Reputation: 23
I have two data frames:
dfA
" ID from to Lith
1 BG1 0 0.5 SED
2 BG1 0.5 0.6 GDI
3 BG1 0.6 2.8 GRN
3 ZH4 0 0.7 GRN
4 ZH4 0.7 3.0 GDI
dfB
" ID from to Weath
1 BG1 0 0.8 HW
2 BG1 0.8 1.5 SW
3 BG1 1.5 2.6 HW
4 ZH4 0 0.3 HW
5 ZH4 0.3 2.6 SW
I want the information from 'Lith' in dfA as a percentage of overlap (from 'to') in dfB. The result should look like this:
dfC
" ID from to Weath GRN GDI SED
1 BG1 0 0.8 HW 0.25 0.125 0.625
2 BG1 0.8 1.5 SW 1 0 0
3 BG1 1.5 2.6 HW 1 0 0
4 ZH4 0 0.3 HW 1 0 0
5 ZH4 0.3 2.6 SW 0.1739 0.8261 0
Note that intervals of dfA do not coincide with those of dfB and that overlaps shall only be checked for same ID. Note also that up to three overlaps in one interval of dfB are possible. Intervals of dfA are always bigger than dfB.
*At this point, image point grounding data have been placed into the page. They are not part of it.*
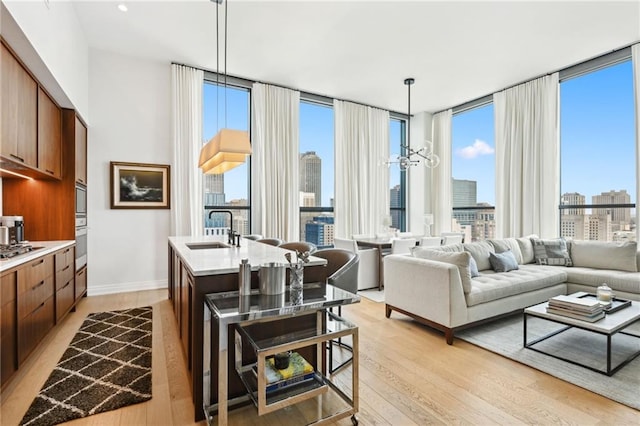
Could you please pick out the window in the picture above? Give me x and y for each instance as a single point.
(397, 177)
(598, 170)
(230, 190)
(316, 173)
(473, 173)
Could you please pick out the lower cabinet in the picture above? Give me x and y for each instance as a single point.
(33, 298)
(8, 313)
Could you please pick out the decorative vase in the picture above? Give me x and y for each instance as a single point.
(295, 283)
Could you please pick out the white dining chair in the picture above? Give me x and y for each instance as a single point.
(368, 269)
(402, 245)
(430, 241)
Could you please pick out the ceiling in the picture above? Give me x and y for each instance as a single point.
(363, 50)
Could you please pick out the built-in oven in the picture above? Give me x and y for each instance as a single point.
(81, 247)
(81, 205)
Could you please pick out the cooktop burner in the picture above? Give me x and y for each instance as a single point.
(7, 252)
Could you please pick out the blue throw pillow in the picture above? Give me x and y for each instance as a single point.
(503, 262)
(473, 267)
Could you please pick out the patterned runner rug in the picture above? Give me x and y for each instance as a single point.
(106, 366)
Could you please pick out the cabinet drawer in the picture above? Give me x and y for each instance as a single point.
(35, 272)
(81, 282)
(64, 276)
(34, 327)
(65, 297)
(32, 298)
(65, 258)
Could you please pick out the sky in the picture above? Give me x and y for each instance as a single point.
(597, 137)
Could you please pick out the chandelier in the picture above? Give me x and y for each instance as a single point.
(228, 148)
(413, 157)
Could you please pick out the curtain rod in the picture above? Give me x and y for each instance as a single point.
(328, 99)
(483, 100)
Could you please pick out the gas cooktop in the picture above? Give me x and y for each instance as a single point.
(7, 252)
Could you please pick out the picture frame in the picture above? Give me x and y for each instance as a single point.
(140, 186)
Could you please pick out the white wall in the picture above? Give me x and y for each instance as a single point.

My attempts so far have resulted in dead ends. Splitting the df by ID is not an option since the original amount of data is immense.
Upvotes: 2
Views: 142
Reputation: 92300
Here's a possible foverlaps
solution
library(data.table)
setkey(setDT(dfA), ID, from, to)
setkey(setDT(dfB), ID, from, to)
res <- foverlaps(dfA, dfB)[, overlap := (pmin(to, i.to) - pmax(from, i.from))/(to - from)]
dcast(res, ID + from + to + Weath ~ Lith, value.var = "overlap", fill = 0)
# ID from to Weath GDI GRN SED
# 1: BG1 0.0 0.8 HW 0.125000 0.250000 0.625
# 2: BG1 0.8 1.5 SW 0.000000 1.000000 0.000
# 3: BG1 1.5 2.6 HW 0.000000 1.000000 0.000
# 4: ZH4 0.0 0.3 HW 0.000000 1.000000 0.000
# 5: ZH4 0.3 2.6 SW 0.826087 0.173913 0.000
key
by ID
and the intervals (nessacery in order for foverlpas
to know on which column to operate)foverlaps
function in order to identify overlapsoverlap
variable according to your rulesdcast
the result according to the columns of interest Upvotes: 3
Reputation: 26446
Merge the tables, perform your overlap function, reshape as desired.
library(reshape2)
m<-merge(dfB,dfA,by="ID",suffixes=c("",".y"))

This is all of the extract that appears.